Saturday, June 20, 2015
Sirloin Fajita Bowls
Jun 20 2015
Sliding Billy had a nice day and cooked up a mess of meat. Some of the rain he sent this way missed us so we had a decent day to cook out. I was glad of that for a while I thought I was going to have to cook inside. It gave me a chance to try out my new Camp Chef burner.
My wife went with the kids this am to see the grandson play in soccer tournament. Me and the dog made a food run to my Mothers.
I spotted these soft flour tortillas shaped like a bowl and got some to try. I had two pieces of sirloin tip steaks and I grilled them on my Weber Spirit on Grillen Grates and for once used the correct side. I got them in some marinade after getting back from my Moms. My marinade was ¼ cup olive oil, and filled the ¼ cup ¾ full of lime juice, a rounded teaspoon of chili powder, ½ teaspoon cumin, a teaspoon of sugar, a pinch of red pepper flakes, garlic flakes, salt and fresh ground pepper. I made it on the mild side for my wife. The sirloin was in the marinade for 4 hours.
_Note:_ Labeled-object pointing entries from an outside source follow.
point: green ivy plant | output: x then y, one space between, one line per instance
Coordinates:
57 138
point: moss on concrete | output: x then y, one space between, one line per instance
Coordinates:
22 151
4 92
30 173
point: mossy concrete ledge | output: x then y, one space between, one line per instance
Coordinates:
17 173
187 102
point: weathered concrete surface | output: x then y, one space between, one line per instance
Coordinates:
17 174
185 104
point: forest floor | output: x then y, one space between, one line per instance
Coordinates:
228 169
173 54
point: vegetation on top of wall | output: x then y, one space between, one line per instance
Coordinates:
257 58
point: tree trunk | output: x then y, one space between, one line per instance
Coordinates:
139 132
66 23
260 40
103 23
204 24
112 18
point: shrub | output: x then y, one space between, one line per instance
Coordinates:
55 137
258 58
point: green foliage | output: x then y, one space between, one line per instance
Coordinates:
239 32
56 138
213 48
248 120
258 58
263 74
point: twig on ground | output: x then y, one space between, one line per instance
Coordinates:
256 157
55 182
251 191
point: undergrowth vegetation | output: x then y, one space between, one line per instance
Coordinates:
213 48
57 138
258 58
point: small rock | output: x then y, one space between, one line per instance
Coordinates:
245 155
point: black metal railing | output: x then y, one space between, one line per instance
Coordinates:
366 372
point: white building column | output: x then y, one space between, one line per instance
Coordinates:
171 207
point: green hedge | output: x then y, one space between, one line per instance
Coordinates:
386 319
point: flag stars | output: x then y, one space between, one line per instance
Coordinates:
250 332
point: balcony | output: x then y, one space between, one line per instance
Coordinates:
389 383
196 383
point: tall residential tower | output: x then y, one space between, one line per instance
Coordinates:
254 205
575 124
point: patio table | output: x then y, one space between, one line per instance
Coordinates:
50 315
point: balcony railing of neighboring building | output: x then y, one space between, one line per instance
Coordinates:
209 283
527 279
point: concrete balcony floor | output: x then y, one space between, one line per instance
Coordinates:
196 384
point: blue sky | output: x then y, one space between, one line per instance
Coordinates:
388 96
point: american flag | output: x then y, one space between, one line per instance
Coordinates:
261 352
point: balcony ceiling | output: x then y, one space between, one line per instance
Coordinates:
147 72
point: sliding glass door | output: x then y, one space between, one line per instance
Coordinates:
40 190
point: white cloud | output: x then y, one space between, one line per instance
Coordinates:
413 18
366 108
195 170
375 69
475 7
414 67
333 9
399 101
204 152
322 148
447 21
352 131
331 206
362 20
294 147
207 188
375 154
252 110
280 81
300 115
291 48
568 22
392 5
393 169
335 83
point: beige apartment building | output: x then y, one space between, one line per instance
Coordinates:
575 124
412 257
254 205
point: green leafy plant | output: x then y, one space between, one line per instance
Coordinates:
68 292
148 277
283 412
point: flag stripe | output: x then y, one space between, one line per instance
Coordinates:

The other ingredients for the fajitas was, sliced red, green, yellow and orange peppers and some sliced onions all sautéed, salsa, crumbled Queso fresco cheese and sour cream.
I had everything ready to go and my Weber on med. at 400 deg. I added some olive oil to my DeBuyer skillet and started the peppers sautéing on the gas burner. I did the steaks 1 1/2 minutes turned 90 deg. trying for nice grill marks and the same on the other side a total of 6 minutes. I took it all inside to make up the bowls. I would have been better off not worrying about grill marks and 4 minutes would have been better. The steaks were medium but still tasted great.
The bowls were so full we had to eat with a knife and fork. They make for a nice display but I would prefer round flour tortillas to fold up. It was a great mix of flavors but after one bite I added some Cholula chili lime sauce to mine for some heat.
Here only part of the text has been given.